Inequality and Environmental Policy: Essays on Climate Adaptation, Health, and Renewable Energy

Abstract

This dissertation covers three topics related to inequality and environmental policy, covering, in particular, the distributional effects of climate change, the health effects of pesticides, and solar panel subsidies. Chapter 1 provides a summary of the work. Chapter 2, co-authored with John Morehouse, examines the distributional effects of climate change. We use a quantitative spatial equilibrium model to simulate the effects of climate change, allowing households to adapt via migration and energy use. We find that low-income and minority households have larger welfare losses from climate change to date and that those disparities in welfare effects will widen under future emissions scenarios. We then simulate the effects of a place-based, means-tested subsidy inspired by an Inflation Reduction Act program. Targeting subsidies to high-climate-exposure cities does a good job of helping the people who are worst off from a climate change perspective. However, it also incentivizes households to move into those high-exposure areas.

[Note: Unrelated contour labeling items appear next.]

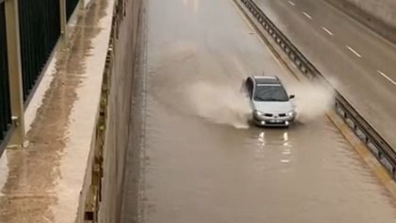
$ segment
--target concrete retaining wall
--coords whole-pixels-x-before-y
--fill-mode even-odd
[[[396,43],[395,0],[325,0]]]
[[[120,0],[116,5],[112,68],[103,148],[100,222],[120,222],[129,148],[133,77],[141,0]]]

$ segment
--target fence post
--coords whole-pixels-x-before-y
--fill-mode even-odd
[[[9,145],[21,147],[25,139],[25,122],[18,0],[5,0],[4,4],[11,113],[15,128]]]
[[[64,48],[67,47],[67,18],[66,11],[66,0],[59,0],[60,13],[60,38]]]

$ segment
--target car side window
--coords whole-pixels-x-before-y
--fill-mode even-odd
[[[246,85],[248,88],[248,92],[249,93],[249,96],[251,98],[253,95],[253,81],[251,80],[251,78],[248,78],[246,81]]]

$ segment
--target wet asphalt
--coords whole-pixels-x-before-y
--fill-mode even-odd
[[[324,113],[289,128],[235,127],[245,104],[232,96],[247,76],[302,90],[232,1],[149,0],[146,10],[142,222],[396,219],[393,198]]]

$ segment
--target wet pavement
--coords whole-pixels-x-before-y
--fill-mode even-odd
[[[396,148],[396,45],[325,0],[254,1]]]
[[[310,93],[232,1],[147,4],[141,222],[396,219],[393,198],[323,113],[314,112],[322,109],[312,106],[314,96],[297,103],[307,108],[290,128],[236,127],[244,127],[246,102],[237,96],[247,76],[277,75],[297,98]]]
[[[7,149],[1,158],[0,223],[78,221],[79,197],[83,193],[82,178],[84,179],[88,165],[87,154],[92,138],[90,133],[93,129],[85,121],[95,120],[97,112],[76,104],[88,97],[94,104],[86,105],[91,106],[93,111],[99,104],[99,97],[97,100],[90,97],[93,94],[98,95],[94,91],[81,91],[85,90],[85,86],[95,84],[90,76],[93,60],[99,67],[98,64],[104,60],[108,41],[103,45],[103,58],[93,45],[96,38],[99,34],[102,36],[100,33],[106,28],[102,24],[104,23],[99,22],[106,15],[108,5],[106,0],[96,1],[86,12],[79,14],[77,23],[69,24],[68,50],[60,47],[55,50],[54,65],[51,62],[46,74],[53,78],[29,126],[27,146]],[[98,77],[101,83],[101,76]],[[100,85],[98,86],[100,89]],[[79,112],[79,107],[84,109],[82,116],[92,117],[84,117],[82,120],[78,116],[82,113]],[[90,115],[91,113],[94,114]],[[72,128],[76,121],[78,128],[90,134],[89,137]],[[78,136],[76,137],[74,134]],[[88,146],[84,144],[86,140],[89,142]]]

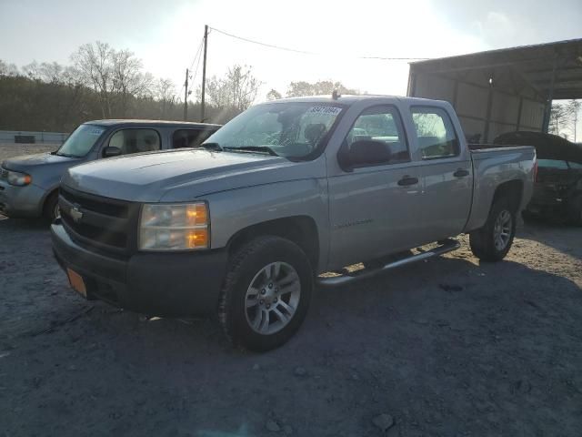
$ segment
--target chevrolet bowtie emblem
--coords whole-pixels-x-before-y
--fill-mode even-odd
[[[78,208],[78,207],[71,208],[70,214],[75,223],[78,223],[81,221],[81,218],[83,218],[83,212]]]

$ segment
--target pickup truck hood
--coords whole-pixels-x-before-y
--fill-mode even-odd
[[[37,153],[35,155],[10,158],[3,162],[3,167],[9,170],[30,173],[34,170],[34,168],[38,166],[71,164],[78,160],[79,158],[59,157],[57,155],[51,155],[50,153]]]
[[[168,150],[77,166],[69,168],[61,183],[124,200],[186,201],[218,191],[296,179],[302,164],[306,163],[256,153]]]

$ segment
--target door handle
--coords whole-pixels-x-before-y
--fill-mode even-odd
[[[469,170],[458,168],[455,173],[453,173],[453,176],[455,178],[465,178],[466,176],[469,176]]]
[[[400,187],[407,187],[408,185],[415,185],[418,183],[418,178],[411,178],[409,176],[405,176],[398,181],[398,185]]]

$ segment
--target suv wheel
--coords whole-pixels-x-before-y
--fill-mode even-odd
[[[469,234],[471,251],[483,261],[499,261],[511,249],[515,235],[514,208],[507,198],[499,198],[493,202],[485,226]]]
[[[313,272],[295,243],[262,237],[232,257],[222,289],[218,318],[226,336],[251,351],[286,342],[309,305]]]

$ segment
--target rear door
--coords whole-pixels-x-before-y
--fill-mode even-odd
[[[473,167],[447,108],[411,106],[412,140],[416,142],[423,182],[419,236],[424,243],[461,233],[469,216]]]
[[[357,140],[381,142],[388,161],[351,171],[330,166],[330,265],[346,266],[414,245],[421,174],[411,159],[400,112],[394,105],[364,108],[341,147]]]

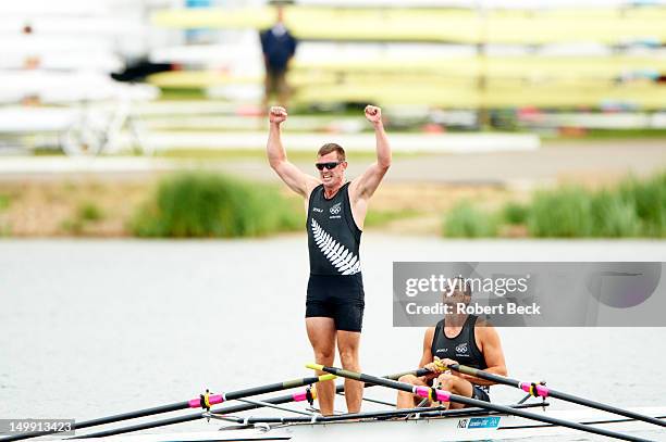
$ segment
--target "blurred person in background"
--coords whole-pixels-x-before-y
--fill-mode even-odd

Chapter 3, co-authored with Edward Rubin, quantifies the causal effect of a common herbicide, glyphosate, on perinatal health. To identify this causal effect, we leverage a natural experiment resulting from the release of genetically modified seeds designed to be resistant to glyphosate. We pair temporal variation in glyphosate use induced by the release of genetically modified seeds with spatial variation in the suitability of land for growing crops with genetically modified varieties (corn, soy, and cotton). We find glyphosate causes significant decreases in birthweight and gestation length and increases in the probability of low birthweight. We find considerable heterogeneity in this effect, with the most at-risk births having the largest effects.

Chapter 4, co-authored with Mark Colas, determines the optimal spatial distribution of subsidies for residential solar panels. The benefits of solar panel subsidies vary considerably across space due to differences in sunlight, the dirtiness of the electricity grid, and household installation behavior. We pair a model of household solar panel installation behavior with a model of the electricity grid. This model allows us to quantify the optimal schedule of subsidies across states. We find that the current system of subsidies leads to a severe spatial misallocation of solar installations. Additionally, the overall level of subsidies is too high to be justified by the environmental benefits alone. This result suggests that there could be gains from reallocating funds to alternative programs.

This dissertation includes both previously published and unpublished and co-authored material.